Placa na entrada de uma floresta adverte para a contaminação de radiação e proíbe a colheita de berries e cogumelos em 4 de abril de 2016 perto de Chachersk, em Belarus
As plantas podem se adaptar após um desastre nuclear, mas seres humanos nunca devem colher ou comer frutas e cogumelos de áreas contaminadas por radiação créditos: Getty Images

A radiação perturba as células vivas e danifica o DNA, então, você pode pensar que seria impossível para as plantas sobreviverem após um acidente nuclear.

Mas os cientistas que investigaram os efeitos do desastre de Chernobyl em 1986 descobriram que nem sempre é o caso.

Ao realizar experimentos com linhaça e soja, eles constataram que as plantas foram capazes de adaptar sua biologia para prosperar no ambiente contaminado.

Os pesquisadores acreditam que essa capacidade de receber radiação nuclear pode ter se desenvolvido milhões de anos atrás, quando o planeta tinha níveis naturais de radiação muito mais altos.

6 – Sementes podem sobreviver por 32 mil anos

Sementes dentro de frascos com rótulos nas prateleiras

Quer preservar plantas para o futuro?

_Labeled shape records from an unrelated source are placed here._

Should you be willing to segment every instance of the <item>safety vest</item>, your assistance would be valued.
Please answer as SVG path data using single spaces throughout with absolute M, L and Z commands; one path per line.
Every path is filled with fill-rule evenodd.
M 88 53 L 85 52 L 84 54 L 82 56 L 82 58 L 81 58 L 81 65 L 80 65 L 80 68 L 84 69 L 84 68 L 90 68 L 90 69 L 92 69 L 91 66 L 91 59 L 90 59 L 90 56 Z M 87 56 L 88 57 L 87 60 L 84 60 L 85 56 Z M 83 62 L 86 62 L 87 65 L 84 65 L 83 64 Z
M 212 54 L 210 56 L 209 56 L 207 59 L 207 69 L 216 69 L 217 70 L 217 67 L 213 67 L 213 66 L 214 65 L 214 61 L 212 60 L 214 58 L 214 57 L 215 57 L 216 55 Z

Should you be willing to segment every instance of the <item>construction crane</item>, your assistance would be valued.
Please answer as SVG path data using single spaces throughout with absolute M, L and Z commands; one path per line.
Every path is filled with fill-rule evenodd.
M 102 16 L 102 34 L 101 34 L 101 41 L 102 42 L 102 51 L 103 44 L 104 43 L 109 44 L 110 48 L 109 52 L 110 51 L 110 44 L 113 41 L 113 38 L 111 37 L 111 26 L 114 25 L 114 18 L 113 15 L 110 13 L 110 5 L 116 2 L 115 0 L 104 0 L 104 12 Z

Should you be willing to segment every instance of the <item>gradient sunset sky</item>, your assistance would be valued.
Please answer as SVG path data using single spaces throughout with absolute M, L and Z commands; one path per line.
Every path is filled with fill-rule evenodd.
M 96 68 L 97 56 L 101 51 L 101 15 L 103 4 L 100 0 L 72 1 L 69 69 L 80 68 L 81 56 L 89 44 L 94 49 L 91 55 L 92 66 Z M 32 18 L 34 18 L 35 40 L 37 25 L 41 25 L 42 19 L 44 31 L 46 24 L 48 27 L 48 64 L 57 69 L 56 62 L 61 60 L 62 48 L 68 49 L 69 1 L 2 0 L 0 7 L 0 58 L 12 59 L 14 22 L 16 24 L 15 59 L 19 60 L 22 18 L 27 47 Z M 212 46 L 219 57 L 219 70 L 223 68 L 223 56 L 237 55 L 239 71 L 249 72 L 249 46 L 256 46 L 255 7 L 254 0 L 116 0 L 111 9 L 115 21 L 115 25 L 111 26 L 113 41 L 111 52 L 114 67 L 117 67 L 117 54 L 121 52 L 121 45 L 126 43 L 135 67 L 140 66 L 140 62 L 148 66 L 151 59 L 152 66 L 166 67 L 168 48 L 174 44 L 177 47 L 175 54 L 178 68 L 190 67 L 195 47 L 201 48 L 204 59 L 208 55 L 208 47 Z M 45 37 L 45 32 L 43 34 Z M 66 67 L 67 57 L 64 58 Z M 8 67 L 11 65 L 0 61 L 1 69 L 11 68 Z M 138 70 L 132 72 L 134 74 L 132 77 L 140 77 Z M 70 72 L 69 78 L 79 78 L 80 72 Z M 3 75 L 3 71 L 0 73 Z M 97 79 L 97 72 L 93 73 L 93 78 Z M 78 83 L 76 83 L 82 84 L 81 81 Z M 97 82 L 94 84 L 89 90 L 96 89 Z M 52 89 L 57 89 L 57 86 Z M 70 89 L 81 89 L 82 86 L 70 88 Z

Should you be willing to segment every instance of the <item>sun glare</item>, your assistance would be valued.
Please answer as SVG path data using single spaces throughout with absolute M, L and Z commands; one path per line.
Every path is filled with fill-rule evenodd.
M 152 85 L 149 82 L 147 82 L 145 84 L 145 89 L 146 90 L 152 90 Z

Você poderia enterrar sementes no permafrost... ou entregá-las ao Millennium Seed Bank, no Reino Unido, que detém 10% das espécies de plantas selvagens do mundo
créditos: Getty Images

Pesquisadores russos “reviveram” uma planta extinta há muito tempo, usando sementes enterradas por um esquilo há 32 mil anos, durante a Era do Gelo.

As sementes da espécie Silene stenophylla, planta com flor que se adapta bem a climas frios, foram encontradas na margem congelada de um rio na Sibéria.

Os cientistas coletaram tecido das sementes e usaram para germinar novas plantas, que depois se reproduziram por conta própria.

Especialistas esperam que esta seja a primeira de muitas espécies de plantas extintas a serem “ressuscitadas” a partir de restos armazenados no permafrost (superfície que permanece congelada nas regiões polares).

7 – Outros organismos poderiam prosperar em Marte

Líquens amarelos crescendo em rocha
Será que estes líquens sobreviveriam em Marte? créditos: Getty Images

Este último item não é exatamente sobre plantas, mas sobre organismos elementares que podem abrir caminho para a existência das plantas: líquens e cianobactérias.

Há milhares de espécies de líquens identificadas em todo o planeta - possivelmente cerca de 17 mil. Alguns podem parecer musgo, outros chegam a ser confundidos com uma forma de planta muito primitiva - mas não são nada disso.

Os líquens são formados, na verdade, por dois organismos - um fungo e uma alga -, que convivem em simbiose (uma espécie de parceria próxima) para criar uma nova forma de vida.

As cianobactérias são ainda mais básicas, mas não menos fascinantes, e consistem em um tipo de bactéria que obtém sua energia por meio da fotossíntese - processo químico de transformar a luz em alimento - exatamente como as plantas.

Uma equipe de cientistas na Alemanha acredita que os líquens e as cianobactérias são resistentes o suficiente para sobreviver em Marte.

Eles recriaram as condições do "planeta vermelho" - incluindo a radiação solar escaldante, temperaturas flutuantes, secura extrema e baixa atmosférica - para testar se esses organismos conseguiriam permanecer vivos.

O resultado? Estas formas de vida não só sobreviveram, como prosperaram: continuaram crescendo e fazendo fotossíntese.


Este texto foi adaptado do programa de rádio da BBC Costing the Earth.